Da questa suggestione, con richiamo di sconfinamento in qualche modo naturale, nasce il progetto di messinscena dell’autrice-regista. La trama di Mastriani rimesta negli elementi di un “popolare napoletano” trattato con sapiente mestiere: Coletta Esposito – è questo il nome della sventurata eroina – conduce infanzia e adolescenza fra le mura dell’orfanatrofio dell’Annunziata, e lì alleva nell’animo quella straziante fame d’amore il cui soddisfacimento, con passione tirannica affida a Cipriano Barca, l’amante dalla cui relazione nasce una bambina. Cipriano non rivela un’immediata disposizione verso la donna, ma la manipolazione di lei è di tale violenza da non consentire scampo, tanto che lui aderisce alla promessa di sposarla, se pure quell’attrazione che per breve tempo aveva tenuto insieme il rapporto va tanto affievolendosi da aprirgli la strada a nuovi incontri. Il matrimonio con Coletta non si compie; la relazione con la giovane Teresina diviene evento irrinunciabile. Coletta è piagata, furente, accecata dall’odio, spietata; cova la più feroce delle vendette, e nel giorno delle di lui nozze con la nuova innamorata – di più “normale” provenienza sociale – toglie la vita alla piccola figlia, e nella chiesa proprio sull’altare porta il cadaverino della bimba alla vista del padre, uccidendo al tempo stesso la rivale secondo quella promessa di morte più volte evocata. L’atmosfera generale della messinscena, deprivata di ogni tentazione naturalistica, assume piuttosto l’atmosfera di un “noir” .

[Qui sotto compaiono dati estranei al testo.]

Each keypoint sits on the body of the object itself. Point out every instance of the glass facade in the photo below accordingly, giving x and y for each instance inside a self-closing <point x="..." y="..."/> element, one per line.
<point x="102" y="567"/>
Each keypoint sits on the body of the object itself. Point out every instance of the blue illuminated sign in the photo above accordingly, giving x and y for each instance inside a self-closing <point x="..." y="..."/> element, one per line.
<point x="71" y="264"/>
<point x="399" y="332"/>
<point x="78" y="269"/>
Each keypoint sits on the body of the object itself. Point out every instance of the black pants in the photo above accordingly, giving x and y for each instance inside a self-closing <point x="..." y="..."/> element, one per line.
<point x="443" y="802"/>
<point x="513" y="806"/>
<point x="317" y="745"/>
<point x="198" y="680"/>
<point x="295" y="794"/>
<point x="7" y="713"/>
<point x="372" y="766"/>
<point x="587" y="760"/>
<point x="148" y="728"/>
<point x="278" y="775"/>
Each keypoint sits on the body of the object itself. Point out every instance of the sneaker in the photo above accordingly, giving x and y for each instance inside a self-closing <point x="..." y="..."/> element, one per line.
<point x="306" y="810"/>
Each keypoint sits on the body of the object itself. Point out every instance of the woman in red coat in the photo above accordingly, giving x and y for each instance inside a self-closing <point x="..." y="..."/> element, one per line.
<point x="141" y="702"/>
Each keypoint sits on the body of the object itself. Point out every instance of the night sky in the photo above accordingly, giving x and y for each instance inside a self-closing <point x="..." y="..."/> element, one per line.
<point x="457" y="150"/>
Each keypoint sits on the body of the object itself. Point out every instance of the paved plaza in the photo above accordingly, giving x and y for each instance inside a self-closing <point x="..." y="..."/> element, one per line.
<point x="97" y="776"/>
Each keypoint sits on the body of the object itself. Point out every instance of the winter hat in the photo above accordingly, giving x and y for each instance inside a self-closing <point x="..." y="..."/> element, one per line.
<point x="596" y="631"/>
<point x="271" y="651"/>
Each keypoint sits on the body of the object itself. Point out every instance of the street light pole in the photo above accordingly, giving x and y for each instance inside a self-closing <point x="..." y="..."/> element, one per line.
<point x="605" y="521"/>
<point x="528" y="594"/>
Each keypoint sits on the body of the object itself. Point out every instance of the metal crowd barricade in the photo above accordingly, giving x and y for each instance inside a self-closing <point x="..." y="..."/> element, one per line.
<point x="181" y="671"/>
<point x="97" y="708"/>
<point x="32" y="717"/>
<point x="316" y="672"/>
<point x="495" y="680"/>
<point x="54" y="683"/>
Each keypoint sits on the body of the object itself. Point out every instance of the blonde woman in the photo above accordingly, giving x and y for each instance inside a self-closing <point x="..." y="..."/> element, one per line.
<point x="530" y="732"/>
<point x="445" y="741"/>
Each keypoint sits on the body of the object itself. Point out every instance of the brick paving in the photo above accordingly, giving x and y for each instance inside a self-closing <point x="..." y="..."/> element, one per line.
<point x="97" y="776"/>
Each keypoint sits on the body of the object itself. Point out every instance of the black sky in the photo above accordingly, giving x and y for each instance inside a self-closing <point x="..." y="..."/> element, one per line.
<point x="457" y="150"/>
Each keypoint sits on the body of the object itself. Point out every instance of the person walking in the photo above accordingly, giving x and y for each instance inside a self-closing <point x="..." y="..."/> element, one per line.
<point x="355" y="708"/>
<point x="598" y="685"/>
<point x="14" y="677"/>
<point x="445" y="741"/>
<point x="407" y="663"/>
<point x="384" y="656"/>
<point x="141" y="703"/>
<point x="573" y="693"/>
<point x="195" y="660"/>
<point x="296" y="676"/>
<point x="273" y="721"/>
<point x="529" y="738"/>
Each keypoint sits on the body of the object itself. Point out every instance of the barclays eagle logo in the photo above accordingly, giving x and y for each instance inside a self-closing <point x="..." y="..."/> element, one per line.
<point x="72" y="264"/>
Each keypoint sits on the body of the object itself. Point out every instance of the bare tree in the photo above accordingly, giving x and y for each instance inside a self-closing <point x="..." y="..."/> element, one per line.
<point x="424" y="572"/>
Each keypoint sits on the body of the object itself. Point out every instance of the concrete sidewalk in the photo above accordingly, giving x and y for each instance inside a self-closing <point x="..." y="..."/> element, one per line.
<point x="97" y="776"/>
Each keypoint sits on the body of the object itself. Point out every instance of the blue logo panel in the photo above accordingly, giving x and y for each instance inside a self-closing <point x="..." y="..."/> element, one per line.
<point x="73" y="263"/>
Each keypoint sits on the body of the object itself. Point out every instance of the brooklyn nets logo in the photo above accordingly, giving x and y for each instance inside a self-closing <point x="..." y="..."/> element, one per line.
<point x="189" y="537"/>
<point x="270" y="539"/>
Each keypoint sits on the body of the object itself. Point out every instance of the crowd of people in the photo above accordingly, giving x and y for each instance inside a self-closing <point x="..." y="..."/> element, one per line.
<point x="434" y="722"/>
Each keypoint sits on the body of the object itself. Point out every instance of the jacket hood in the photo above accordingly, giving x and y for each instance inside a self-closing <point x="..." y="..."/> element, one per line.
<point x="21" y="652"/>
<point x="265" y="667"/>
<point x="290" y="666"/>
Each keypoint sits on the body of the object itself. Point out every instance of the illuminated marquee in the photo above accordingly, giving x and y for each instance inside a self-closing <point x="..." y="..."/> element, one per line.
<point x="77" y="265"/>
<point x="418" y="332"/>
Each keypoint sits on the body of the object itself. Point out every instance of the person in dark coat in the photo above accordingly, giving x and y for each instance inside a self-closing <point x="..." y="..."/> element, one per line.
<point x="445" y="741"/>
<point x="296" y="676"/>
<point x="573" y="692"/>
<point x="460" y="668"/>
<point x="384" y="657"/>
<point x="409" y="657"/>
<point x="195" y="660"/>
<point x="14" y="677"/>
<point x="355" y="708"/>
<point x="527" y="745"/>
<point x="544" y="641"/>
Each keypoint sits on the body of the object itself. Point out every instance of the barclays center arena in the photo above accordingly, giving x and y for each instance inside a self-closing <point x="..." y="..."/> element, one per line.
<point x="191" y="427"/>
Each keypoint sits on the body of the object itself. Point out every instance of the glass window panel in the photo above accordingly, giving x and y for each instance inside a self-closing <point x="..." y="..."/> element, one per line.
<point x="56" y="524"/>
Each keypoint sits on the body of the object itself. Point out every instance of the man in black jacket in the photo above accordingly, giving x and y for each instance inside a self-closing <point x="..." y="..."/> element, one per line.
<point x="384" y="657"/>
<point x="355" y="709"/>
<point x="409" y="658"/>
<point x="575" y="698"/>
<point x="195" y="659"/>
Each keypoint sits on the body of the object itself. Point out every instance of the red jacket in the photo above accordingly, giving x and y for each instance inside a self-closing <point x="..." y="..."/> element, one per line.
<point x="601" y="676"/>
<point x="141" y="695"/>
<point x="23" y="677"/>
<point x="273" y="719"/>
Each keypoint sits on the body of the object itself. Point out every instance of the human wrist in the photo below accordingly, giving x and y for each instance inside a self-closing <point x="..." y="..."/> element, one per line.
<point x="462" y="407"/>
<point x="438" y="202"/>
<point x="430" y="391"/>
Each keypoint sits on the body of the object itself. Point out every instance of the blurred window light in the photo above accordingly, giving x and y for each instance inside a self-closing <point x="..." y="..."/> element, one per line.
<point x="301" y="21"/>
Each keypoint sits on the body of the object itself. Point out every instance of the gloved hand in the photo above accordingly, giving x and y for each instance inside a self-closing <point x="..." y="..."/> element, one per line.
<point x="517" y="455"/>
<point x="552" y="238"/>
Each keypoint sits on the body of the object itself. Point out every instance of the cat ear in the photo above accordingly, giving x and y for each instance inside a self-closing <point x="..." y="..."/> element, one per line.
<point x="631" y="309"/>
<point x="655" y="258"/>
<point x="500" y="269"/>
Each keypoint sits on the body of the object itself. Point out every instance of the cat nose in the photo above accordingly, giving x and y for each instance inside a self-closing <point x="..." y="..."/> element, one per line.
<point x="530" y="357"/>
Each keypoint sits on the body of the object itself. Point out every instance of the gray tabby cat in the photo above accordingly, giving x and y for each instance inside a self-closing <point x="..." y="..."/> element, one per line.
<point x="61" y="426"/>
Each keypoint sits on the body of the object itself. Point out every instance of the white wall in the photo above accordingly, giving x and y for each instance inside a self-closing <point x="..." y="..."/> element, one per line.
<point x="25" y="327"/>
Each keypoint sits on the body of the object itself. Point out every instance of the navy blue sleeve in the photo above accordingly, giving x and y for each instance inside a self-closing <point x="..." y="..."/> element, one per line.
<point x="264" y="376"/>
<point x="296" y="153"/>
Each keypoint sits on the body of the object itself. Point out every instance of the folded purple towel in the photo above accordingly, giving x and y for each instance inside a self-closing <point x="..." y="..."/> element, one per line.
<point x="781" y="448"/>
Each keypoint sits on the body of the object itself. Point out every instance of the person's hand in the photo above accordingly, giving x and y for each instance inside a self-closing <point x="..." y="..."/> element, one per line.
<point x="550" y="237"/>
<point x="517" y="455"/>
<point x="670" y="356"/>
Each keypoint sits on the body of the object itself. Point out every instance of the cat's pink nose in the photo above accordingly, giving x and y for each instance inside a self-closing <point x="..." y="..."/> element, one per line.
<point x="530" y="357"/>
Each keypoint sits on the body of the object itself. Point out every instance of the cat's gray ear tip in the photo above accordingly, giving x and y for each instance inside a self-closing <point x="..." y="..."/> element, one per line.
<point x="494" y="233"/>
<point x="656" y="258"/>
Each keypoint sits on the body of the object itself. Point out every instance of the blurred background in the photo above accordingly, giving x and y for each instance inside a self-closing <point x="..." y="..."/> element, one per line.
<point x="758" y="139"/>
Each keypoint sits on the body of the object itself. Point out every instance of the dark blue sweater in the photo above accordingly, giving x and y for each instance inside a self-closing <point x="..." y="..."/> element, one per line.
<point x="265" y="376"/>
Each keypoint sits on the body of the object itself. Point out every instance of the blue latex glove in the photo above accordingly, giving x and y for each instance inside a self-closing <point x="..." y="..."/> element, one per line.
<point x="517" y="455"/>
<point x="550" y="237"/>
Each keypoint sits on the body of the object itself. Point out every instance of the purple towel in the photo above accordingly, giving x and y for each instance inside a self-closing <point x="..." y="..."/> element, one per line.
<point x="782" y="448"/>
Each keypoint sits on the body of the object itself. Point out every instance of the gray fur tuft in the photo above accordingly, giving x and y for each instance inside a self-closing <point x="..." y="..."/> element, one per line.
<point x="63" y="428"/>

Si rappresenta con evidenza la figura della donna affetta dal morbo dell’abbandono, la cui implacabile voracità d’amore nessun evento affettivo riesce a compensare nella mancanza, neanche la tanto ricercata corrispondenza sentimentale dell’amante -avvelenata dall’ossessione del possesso-, né la nascita della propria creatura; esclusa dal ruolo di figlia, non possiede il modello su cui innestare e plasmare gli atteggiamenti emotivi e affettivi della maternità. In effetti Coletta non sa amare altri che sé stessa nella proiezione di un’insana morbosa cannibalica idea di passione, auto-generata nell’insediarsi e protrarsi di quel mal di vivere che è frutto della sterilità sentimentale cui fu abbandonata fin dall’infanzia.  Né le è d’aiuto il ruolo espresso dall’oscura benefattrice – Cesarina Molisi, senza dubbio la “madre” che nel tempo innanzi spinse la bimba sulla ruota – alla quale convenzione e opportunità di facciata impediscono fino alla fine di dichiararsi nella vera natura della relazione.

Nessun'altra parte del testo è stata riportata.